Having been denied the material accoutrements of musical success for so long, you would think that Anvil would be lapping this up. “Oh, we are,” says Kudlow unconvincingly, “But it’s dangerous to confuse the accoutrements with the success.” Was I expecting the composer of Hot Child, Bondage and, of course, Butter-Bust Jerky to say anything quite as wise as this? Probably not, to be honest — and he still isn’t done. “Sure, if someone books me in here, I’ll stay. But I prefer cheap rooms. Close your eyes and it doesn’t matter. You stay in places like this, and they charge you for using the internet. You get a bottle of pop and it’s ten pounds. Walk a block away from the hotel and it’s 60 pence.”

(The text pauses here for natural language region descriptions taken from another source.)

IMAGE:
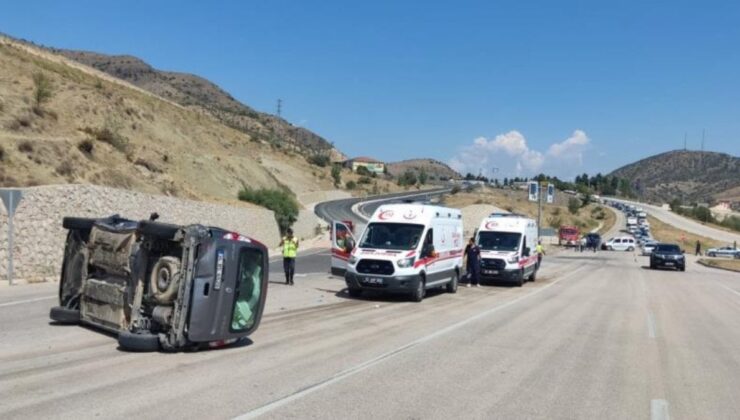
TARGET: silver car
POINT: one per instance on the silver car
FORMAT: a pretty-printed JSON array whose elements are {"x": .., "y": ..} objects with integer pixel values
[{"x": 725, "y": 251}]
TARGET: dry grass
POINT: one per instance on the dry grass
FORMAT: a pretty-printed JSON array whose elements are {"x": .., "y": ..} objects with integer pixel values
[
  {"x": 667, "y": 233},
  {"x": 733, "y": 265}
]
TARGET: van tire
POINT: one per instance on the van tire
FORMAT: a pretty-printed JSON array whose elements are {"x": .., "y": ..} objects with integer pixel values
[
  {"x": 419, "y": 291},
  {"x": 520, "y": 278},
  {"x": 64, "y": 315},
  {"x": 138, "y": 342},
  {"x": 452, "y": 284}
]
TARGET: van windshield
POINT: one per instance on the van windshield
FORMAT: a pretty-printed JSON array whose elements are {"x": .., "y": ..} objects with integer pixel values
[
  {"x": 397, "y": 236},
  {"x": 499, "y": 241}
]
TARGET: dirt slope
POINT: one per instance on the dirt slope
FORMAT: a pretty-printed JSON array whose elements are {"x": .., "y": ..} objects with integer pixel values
[{"x": 101, "y": 130}]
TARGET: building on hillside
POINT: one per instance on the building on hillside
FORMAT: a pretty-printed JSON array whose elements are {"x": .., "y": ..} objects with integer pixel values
[{"x": 372, "y": 165}]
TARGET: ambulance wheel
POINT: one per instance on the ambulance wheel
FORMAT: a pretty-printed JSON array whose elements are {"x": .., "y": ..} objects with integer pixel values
[
  {"x": 520, "y": 279},
  {"x": 417, "y": 295},
  {"x": 452, "y": 284}
]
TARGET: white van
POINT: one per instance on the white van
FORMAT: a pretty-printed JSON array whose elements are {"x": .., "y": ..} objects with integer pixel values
[
  {"x": 407, "y": 248},
  {"x": 624, "y": 243},
  {"x": 507, "y": 242}
]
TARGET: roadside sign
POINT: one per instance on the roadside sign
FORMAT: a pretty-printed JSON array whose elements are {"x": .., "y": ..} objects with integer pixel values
[
  {"x": 534, "y": 191},
  {"x": 11, "y": 199},
  {"x": 550, "y": 193}
]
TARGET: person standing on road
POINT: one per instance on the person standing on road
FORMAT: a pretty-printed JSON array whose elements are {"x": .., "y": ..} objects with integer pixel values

Easy as it is to look upon Anvil as heavy-metal Charlie Buckets finally given access to the chocolate factory, sympathy is no longer appropriate. Indeed, perhaps it never was. One story that didn’t make it into the movie is that of Kudlow’s older brother, who — during the latter stages of filming — was diagnosed with a neuro-degenerative brain disease. Last month, Jeffrey Kudlow finally succumbed to what the Anvil singer calls “the most debilitating, harrowing, slow death. Until he realised he was ill, he had everything — all the things that people told me I was naïve to forego in order to pursue Anvil. I mean, this thing has just left devastation. In my own life though, I have absolutely nothing to complain about.”

He’s in full flow now. “Do you believe me? I’m serious, man. My son is twelve. I’ve been there for every single birthday of his life. Every fucking one, man. If we had become rock stars, I wouldn’t have seen that. I feel like the fairies have sprinkled fairy dust on my fucking life.” At that precise moment, Kudlow receives a tap on the shoulder. His group’s name has just been called out. They’ve won. If he momentarily seems lost for words, that’s hardly surprising. He has just said it all.

An abridged version of this article featured in The Times in November 2009.